Ruling by state’s highest court could provide boost for those fighting eviction
The state’s highest court has ruled that people fighting eviction from homes they lost to foreclosure can challenge the validity of a property seizure in housing court after the fact, a decision advocates for homeowners’ rights are calling a major victory.
The Massachusetts Supreme Judicial Court’s unanimous ruling, released today, involved KC Bailey, a Mattapan man whose home was taken back by the lender through foreclosure. In 2009, Bailey contested his eviction during a housing court proceeding, saying the foreclosure process itself was flawed.
In land court, Bailey claimed he only learned of the 2007 foreclosure when he found an eviction notice taped to a fence surrounding his property. He refused to leave the house on the grounds he was not given proper notice of the sale.
Bank of New York, which wanted to evict Bailey, argued that the housing court didn’t have the authority to consider a challenge to a foreclosure that had already been finalized, and the judge agreed. Bailey appealed and the Supreme Judicial Court decided to take the case. As a result of its ruling, the case now goes back to housing court.

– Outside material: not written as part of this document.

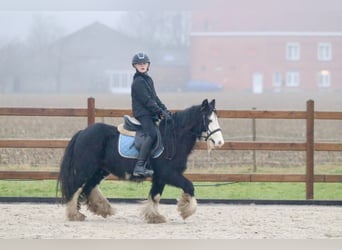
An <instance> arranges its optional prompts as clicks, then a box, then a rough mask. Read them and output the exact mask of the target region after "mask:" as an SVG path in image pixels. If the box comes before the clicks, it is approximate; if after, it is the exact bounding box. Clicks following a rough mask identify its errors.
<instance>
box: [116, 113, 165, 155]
mask: <svg viewBox="0 0 342 250" xmlns="http://www.w3.org/2000/svg"><path fill="white" fill-rule="evenodd" d="M123 118H124V123H123V124H119V125H118V131H119V133H120V135H119V143H118V151H119V154H120V155H121V156H122V157H125V158H137V157H138V154H139V150H140V147H141V145H142V143H143V142H144V140H145V134H144V133H143V131H142V127H141V124H140V122H139V121H138V120H137V119H135V118H134V117H130V116H129V115H124V117H123ZM156 131H157V139H156V141H155V142H154V144H153V145H152V150H151V156H152V157H153V158H157V157H159V156H160V155H161V154H162V153H163V151H164V146H163V143H162V138H161V134H160V131H159V129H156Z"/></svg>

“We conclude that the housing court has jurisdiction to consider the validity of the plaintiff’s title as a defense to a summary process action after a foreclosure sale,’’ the court ruled in a decision written by Justice Fernande R.V. Duffly.
Local housing advocates said the ruling provides a boost for troubled homeowners because it means lenders must prove they have a clear title to a home before evicting its occupants.
“It’s a big win because the banks have been saying once they foreclose they can evict people and there is no right to challenge the underlying foreclosure,’’ said Nadine Cohen, a managing attorney with Greater Boston Legal Services, which submitted to the court a brief in support of Bailey.
The attorney representing Bank of New York could not immediately be reached for comment.